The results show that ReasoningBank consistently outperforms these baselines across all datasets and LLM backbones. On WebArena, it improved the overall success rate by up to 8.3 percentage points compared to a memory-free agent. It also generalized better on more difficult, cross-domain tasks, while reducing the number of interaction steps needed to complete tasks. When combined with MaTTS, both parallel and sequential scaling further boosted performance, consistently outperforming standard test-time scaling.
This efficiency gain has a direct impact on operational costs. Yan points to a case where a memory-free agent took eight trial-and-error steps just to find the right product filter on a website. "Those trial and error costs could be avoided by leveraging relevant insights from ReasoningBank," he noted. "In this case, we save almost twice the operational costs," which also improves the user experience by resolving issues faster.

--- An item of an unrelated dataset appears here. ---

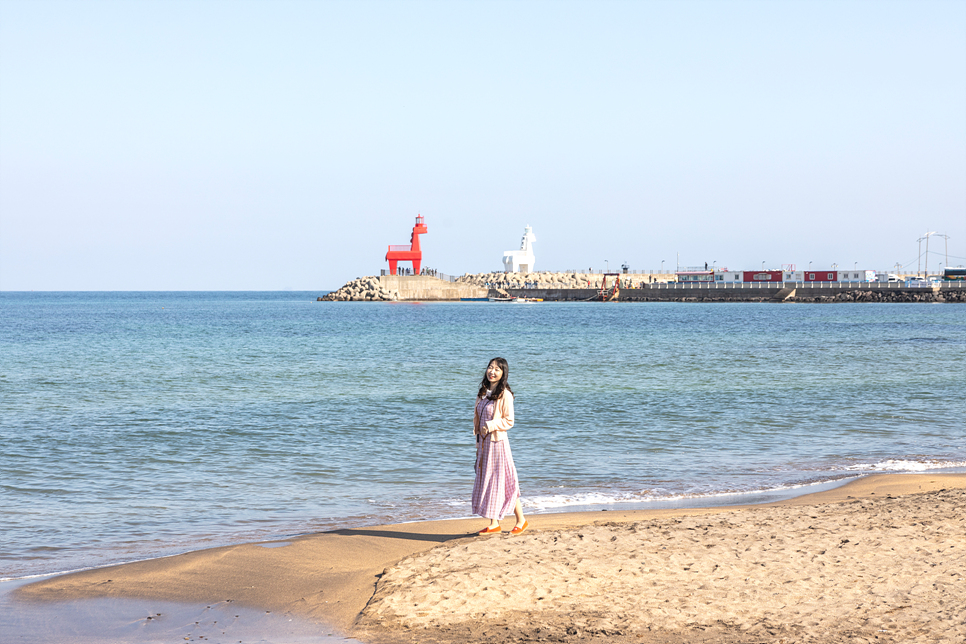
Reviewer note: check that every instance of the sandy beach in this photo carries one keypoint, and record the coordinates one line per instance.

For enterprises, ReasoningBank can help develop cost-effective agents that can learn from experience and adapt over time in complex workflows and areas like software development, customer support, and data analysis. As the paper concludes, “Our findings suggest a practical pathway toward building adaptive and lifelong-learning agents.”

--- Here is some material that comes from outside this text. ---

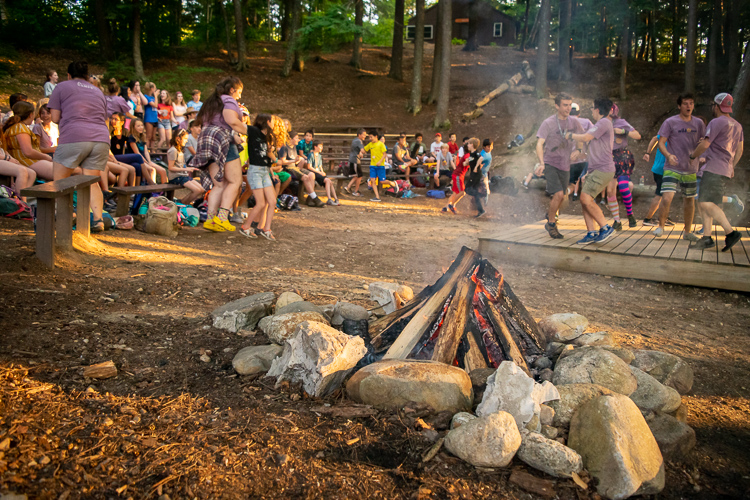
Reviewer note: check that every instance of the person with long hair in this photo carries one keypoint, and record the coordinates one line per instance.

Yan confirmed that their findings point toward a future of truly compositional intelligence. For example, a coding agent could learn discrete skills like API integration and database management from separate tasks. "Over time, these modular skills... become building blocks the agent can flexibly recombine to solve more complex tasks," he said, suggesting a future where agents can autonomously assemble their knowledge to manage entire workflows with minimal human oversight.